Authorities from the regional office of the Interior Ministry’s anti-extremism office, Center E, were investigating an alleged defamation case against Pskov Oblast Governor Mikhail Vedernikov, human rights lawyer Tatyana Martynova said. The case was sparked by an anonymous Telegram message that criticized Vedernikov’s policies towards the media and the posting on Vedernikov’s Instagram account of reports of local soldiers killed during the Russian invasion of Ukraine.
“There were about 10…” Prokopyeva recalled in an interview with North.Realities. “They entered masked. They opened the door… They came in shouting: ‘Down!’ They threw me on the ground and put me in handcuffs. They snatched the phone from my hands… looking for something… They didn’t even tell me at first what the reason for the search was.
“I didn’t know anything about this stupid Telegram channel that they use as a pretext for the searches,” she continued. “It’s just a silly excuse to ruin people’s lives. They came to all of us as if they were working from a list – politicians, activists. It’s our security apparatus reacting to the crisis. Putin’s order to search for national traitors.”
Librarian Novikova was feeding her two children breakfast when four security guards arrived.
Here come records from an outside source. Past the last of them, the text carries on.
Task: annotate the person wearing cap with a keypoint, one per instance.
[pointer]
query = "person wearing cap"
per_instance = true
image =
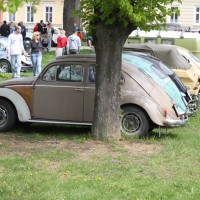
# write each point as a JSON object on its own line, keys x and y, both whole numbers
{"x": 15, "y": 48}
{"x": 5, "y": 29}
{"x": 74, "y": 43}
{"x": 36, "y": 53}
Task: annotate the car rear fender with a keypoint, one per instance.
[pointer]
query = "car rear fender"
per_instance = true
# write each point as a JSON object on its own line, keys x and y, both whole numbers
{"x": 153, "y": 110}
{"x": 19, "y": 103}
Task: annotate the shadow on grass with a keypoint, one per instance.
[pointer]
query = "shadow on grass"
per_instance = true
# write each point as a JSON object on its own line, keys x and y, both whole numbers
{"x": 164, "y": 134}
{"x": 52, "y": 130}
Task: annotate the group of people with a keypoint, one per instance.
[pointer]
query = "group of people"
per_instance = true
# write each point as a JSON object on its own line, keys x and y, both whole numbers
{"x": 7, "y": 29}
{"x": 70, "y": 45}
{"x": 15, "y": 47}
{"x": 45, "y": 30}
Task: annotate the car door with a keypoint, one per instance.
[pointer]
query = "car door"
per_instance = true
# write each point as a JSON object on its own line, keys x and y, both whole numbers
{"x": 58, "y": 93}
{"x": 89, "y": 93}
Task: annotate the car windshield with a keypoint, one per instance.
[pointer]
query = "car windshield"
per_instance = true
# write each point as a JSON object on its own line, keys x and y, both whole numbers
{"x": 193, "y": 56}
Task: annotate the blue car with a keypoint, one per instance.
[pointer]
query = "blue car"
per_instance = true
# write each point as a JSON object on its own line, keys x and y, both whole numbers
{"x": 161, "y": 78}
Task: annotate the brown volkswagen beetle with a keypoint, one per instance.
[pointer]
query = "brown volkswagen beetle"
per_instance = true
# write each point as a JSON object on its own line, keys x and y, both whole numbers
{"x": 64, "y": 93}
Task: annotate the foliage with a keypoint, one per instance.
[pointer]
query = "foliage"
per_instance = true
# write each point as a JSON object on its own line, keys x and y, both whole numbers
{"x": 11, "y": 6}
{"x": 146, "y": 14}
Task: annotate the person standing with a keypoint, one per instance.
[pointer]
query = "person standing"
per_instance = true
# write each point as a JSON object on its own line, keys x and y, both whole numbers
{"x": 5, "y": 29}
{"x": 40, "y": 26}
{"x": 14, "y": 51}
{"x": 36, "y": 53}
{"x": 61, "y": 43}
{"x": 74, "y": 43}
{"x": 49, "y": 33}
{"x": 23, "y": 29}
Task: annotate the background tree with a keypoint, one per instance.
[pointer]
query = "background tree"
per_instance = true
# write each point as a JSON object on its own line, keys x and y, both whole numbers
{"x": 68, "y": 18}
{"x": 11, "y": 6}
{"x": 110, "y": 23}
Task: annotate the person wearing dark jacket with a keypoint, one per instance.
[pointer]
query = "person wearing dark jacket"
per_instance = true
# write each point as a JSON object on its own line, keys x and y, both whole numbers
{"x": 23, "y": 29}
{"x": 4, "y": 29}
{"x": 36, "y": 53}
{"x": 40, "y": 27}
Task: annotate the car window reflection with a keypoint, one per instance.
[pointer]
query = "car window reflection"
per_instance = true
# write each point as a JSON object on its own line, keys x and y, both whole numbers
{"x": 70, "y": 73}
{"x": 50, "y": 74}
{"x": 91, "y": 74}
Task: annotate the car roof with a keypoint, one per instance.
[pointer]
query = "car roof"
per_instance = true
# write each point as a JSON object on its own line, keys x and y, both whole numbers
{"x": 168, "y": 54}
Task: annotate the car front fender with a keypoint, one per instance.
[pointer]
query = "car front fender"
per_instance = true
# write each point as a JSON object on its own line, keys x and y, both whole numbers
{"x": 19, "y": 103}
{"x": 153, "y": 110}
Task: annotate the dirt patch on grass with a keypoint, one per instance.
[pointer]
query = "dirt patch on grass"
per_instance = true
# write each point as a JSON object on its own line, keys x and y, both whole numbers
{"x": 14, "y": 146}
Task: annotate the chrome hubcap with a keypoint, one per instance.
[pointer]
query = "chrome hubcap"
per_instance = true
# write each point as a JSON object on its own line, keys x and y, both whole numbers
{"x": 3, "y": 67}
{"x": 131, "y": 123}
{"x": 3, "y": 116}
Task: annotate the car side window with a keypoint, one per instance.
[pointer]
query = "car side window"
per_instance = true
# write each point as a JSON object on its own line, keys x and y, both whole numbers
{"x": 50, "y": 74}
{"x": 91, "y": 74}
{"x": 70, "y": 73}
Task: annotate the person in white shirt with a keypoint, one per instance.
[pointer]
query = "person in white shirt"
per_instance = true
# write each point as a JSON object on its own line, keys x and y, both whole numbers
{"x": 14, "y": 51}
{"x": 74, "y": 43}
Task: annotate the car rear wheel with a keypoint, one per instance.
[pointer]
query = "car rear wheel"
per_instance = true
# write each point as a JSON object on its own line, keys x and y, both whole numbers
{"x": 5, "y": 66}
{"x": 134, "y": 122}
{"x": 7, "y": 116}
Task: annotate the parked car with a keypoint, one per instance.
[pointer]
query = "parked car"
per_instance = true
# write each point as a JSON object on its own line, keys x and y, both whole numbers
{"x": 173, "y": 59}
{"x": 182, "y": 88}
{"x": 190, "y": 58}
{"x": 5, "y": 65}
{"x": 64, "y": 93}
{"x": 161, "y": 78}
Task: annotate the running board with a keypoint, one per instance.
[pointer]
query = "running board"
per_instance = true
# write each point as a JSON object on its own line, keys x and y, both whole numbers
{"x": 60, "y": 122}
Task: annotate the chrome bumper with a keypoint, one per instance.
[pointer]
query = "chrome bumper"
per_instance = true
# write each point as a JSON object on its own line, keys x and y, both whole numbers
{"x": 174, "y": 123}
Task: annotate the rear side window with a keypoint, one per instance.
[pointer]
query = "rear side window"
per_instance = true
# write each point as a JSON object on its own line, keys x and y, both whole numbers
{"x": 50, "y": 74}
{"x": 70, "y": 73}
{"x": 91, "y": 74}
{"x": 158, "y": 72}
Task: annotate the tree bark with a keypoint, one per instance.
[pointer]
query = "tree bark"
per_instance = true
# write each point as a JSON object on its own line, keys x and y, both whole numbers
{"x": 109, "y": 41}
{"x": 68, "y": 19}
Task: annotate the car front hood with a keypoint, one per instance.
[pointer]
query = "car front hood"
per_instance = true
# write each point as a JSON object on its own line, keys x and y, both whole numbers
{"x": 18, "y": 81}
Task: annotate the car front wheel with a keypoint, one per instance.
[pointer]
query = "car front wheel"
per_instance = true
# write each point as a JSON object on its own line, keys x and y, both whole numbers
{"x": 7, "y": 116}
{"x": 5, "y": 66}
{"x": 134, "y": 122}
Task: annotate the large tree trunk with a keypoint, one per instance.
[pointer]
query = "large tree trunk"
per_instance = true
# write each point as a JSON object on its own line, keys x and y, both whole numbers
{"x": 109, "y": 41}
{"x": 68, "y": 19}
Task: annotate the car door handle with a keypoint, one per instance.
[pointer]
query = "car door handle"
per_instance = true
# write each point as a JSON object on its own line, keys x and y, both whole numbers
{"x": 79, "y": 89}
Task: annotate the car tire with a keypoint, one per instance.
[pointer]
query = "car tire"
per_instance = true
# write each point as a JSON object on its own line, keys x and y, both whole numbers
{"x": 8, "y": 116}
{"x": 5, "y": 66}
{"x": 134, "y": 122}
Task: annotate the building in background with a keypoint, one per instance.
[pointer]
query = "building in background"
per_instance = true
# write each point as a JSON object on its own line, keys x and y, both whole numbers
{"x": 52, "y": 10}
{"x": 189, "y": 14}
{"x": 48, "y": 10}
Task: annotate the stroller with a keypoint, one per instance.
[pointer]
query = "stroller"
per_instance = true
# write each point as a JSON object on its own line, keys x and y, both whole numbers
{"x": 44, "y": 41}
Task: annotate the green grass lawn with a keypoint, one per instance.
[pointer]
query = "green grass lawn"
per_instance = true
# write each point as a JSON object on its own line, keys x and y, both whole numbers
{"x": 62, "y": 162}
{"x": 57, "y": 162}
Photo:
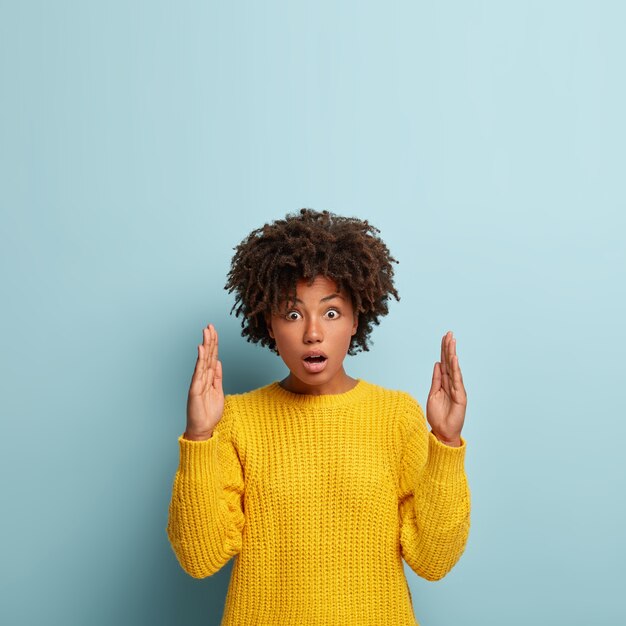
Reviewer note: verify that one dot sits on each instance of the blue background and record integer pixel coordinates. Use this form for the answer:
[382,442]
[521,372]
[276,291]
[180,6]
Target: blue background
[141,141]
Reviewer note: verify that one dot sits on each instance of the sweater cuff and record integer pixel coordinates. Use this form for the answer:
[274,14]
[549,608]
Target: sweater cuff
[197,457]
[445,462]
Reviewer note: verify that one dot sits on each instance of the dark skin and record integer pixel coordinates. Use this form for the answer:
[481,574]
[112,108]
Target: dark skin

“I wanted to call a lawyer, but they wouldn’t let me,” she said. “Of course, it’s just pressure on me because I’m one of the few people in Pskov who publicly declared my opposition to the ‘special operation’. I participated in individual pickets, it was legal at the time.
“Now they are cleaning up the information space so that no one can ever say anything,” Novikova added. “Now I have no means of communication. I cannot access social media. There is nowhere where I can say what I think about the politics of Russia. But my position is the same. I didn’t start thinking Special Ops’ is great just because they took my computer and my phone.”
Stalin’s “Enemy of the People”
Political analyst Andrei Kolesnikov of the Carnegie Moscow Center told Current Time that repression in Russia is “already accelerating.” Current Time is the Russian-language network run by RFE/RL in cooperation with VOA.
“We actually have two fronts,” Kolesnikov said. “One front is called a ‘special military operation outside the borders of Russia’. The other is called a ‘special security operation concerning the population of Russia’. They go in parallel and reinforce each other, I think. repression will get worse.
“They are going to look for culprits,” he added. “They’re going for a ‘fifth column’, as Putin said when he was talking about ‘national traitors’. It’s practically carte blanche to the security forces to speed up the work they’ve already started.”
“National traitors,” Kolesnikov concluded, have become the modern equivalent of the fatal “enemy of the people” label from the darkest days of dictator Josef Stalin’s regime.
According to OVD-Infoa civic group that monitors political repression, more than 15,000 people have been detained in Russia for anti-war activities since the Russian invasion of Ukraine on February 24.